Although not quite as extreme as my previous prediction, the weather since I wrote a month ago is further proof of just how dire the situation is. The evidence from the past month-equivalent’s weather is, without question, that the situation is much worse than I thought last month.
Last evening, writing on Wikipedia, clouds were so dark I became really confident of some decent rain for the first time in many months.
However, as the night wore on with me extremely tired and unable to stay up, I went to bed, but the noisy blinds in my bedroom inhibited my sleep, which was extremely erratic. There were tiny traces of rain, but I was aware by the time I settled that there would not be any rainfall in Melbourne. This morning, I decided to get up earlier than I have in recent days, feeling I had had a reasonable sleep.
Later this morning, my undeniably incurable inability to react to the weather other than emotionally reared its ugly head. Pointing out that it is never going to rain again in Melbourne in a screaming voice, and hitting the kitchen bench with a clenched fist, are I will admit awful behaviours. Although I am frequently told I like it, I do not!. However, there is no possibility of:
- it ever raining properly again in Melbourne to calm my anger, or
- me developing a more measured response when it fails to rain
- I have frequently been told I simply “don’t want to” react in a measured way
- this is utter garbage
- the fact being that I simply cannot and never will be able to react to unfulfilled expectations of rain in a measured manner
- the fact is also that it is many orders of magnitude easier for others to get used to my screaming
The early afternoon saw an even more violent anger on my part about rain. whilst my brother is willing to see it will rain less — and this has been observed — over the past month and a half it has rained probably one-sixth to one-eighth the amounts predicted by the Bureau of Meteorology made its spring forecast. It is almost definitive that, when above-average rainfall was confidently expected, Melbourne will record its driest spring this year. We would need to receive more rain in less than half the time to equal the record low 67 millimetres from 1938. Given that predictions in August were for above-average rainfall, it is thus practically certain that Melbourne’s average annual rainfall from 2026 onwards will be substantially less than one-sixth of the historic average, Likely with increasing global warming it will be substantially less than one-eighth the historic average. One-sixth of the historic average is about 110 millimetres — less than in the driest parts of central Australia. One-eighth is around 80 millimetres — corresponding to the record low Victoria annual rainfall of 75.9 millimetres. Given that we should expect less annual rainfall even than that, how low Melbourne’s annual rainfall will be from 2026 onwards is difficult to comprehend. Likely it will be substantially less than 50 millimetres — less than the record low annual rainfalls of Broken Hill or Tibooburra.

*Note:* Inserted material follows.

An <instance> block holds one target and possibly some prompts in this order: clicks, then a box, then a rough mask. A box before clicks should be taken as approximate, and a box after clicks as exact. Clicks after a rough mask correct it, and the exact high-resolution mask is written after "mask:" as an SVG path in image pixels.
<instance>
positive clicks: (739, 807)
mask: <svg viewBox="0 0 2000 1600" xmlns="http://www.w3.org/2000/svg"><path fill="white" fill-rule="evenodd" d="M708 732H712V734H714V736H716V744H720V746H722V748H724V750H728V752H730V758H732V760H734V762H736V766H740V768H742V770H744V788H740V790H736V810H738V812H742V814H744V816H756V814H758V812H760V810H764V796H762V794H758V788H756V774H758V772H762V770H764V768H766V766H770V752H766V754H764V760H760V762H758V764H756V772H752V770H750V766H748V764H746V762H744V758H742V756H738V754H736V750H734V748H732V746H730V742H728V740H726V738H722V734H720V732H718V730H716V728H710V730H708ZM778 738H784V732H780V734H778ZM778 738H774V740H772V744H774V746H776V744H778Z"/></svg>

- ‘Elon Musk’s electric planet-suicide vehicle: Automobiles, emissions and degrowth’
- Environment, Capitalism and Socialism (in 1990!)
- The Enemy of Nature: The End of Capitalism or the End of the World
- The Disenchanted Earth: Reflections on Ecosocialism and Barbarism
- ‘Tropical Cyclone Alfred and the politics of “keeping politics out of it”’
- ‘Why only socialism can save us from climate catastrophe’
That genuine socialism — a society in which workers run production without bosses via instantly recallable workers’ councils and production is planned in the collective need — could potentially solve the climate catastrophe with a rapidity that would be miraculous to modern eyes is also virtually undeniable. That the wealthy oil sheikhs and coal barons have an incomprehensible amount to lose is also undeniable. In fact, the rich polluters who profit from runaway global warming would minimally need to be stripped of all bar one-billionth of their accumulated wealth to reduce that wealth to a level sufficient to maintain a society in which mass interest groups actually have any influence upon government policy, as Red Flag discussed in their ‘The United States Is Not a Democracy’ in 2020. After the Kyōtō Protocol, BDS campaigns against the Gulf petromonarchies — highest per capita emitters yet permitted carte blanche emissions increases —were already overdue, yet the blindness of socialist groups obsessed with prewar conflicts with Zionism meant that only in 2015 did anyone even suggest BDS was deserved more by the oil monarchies than by Israel.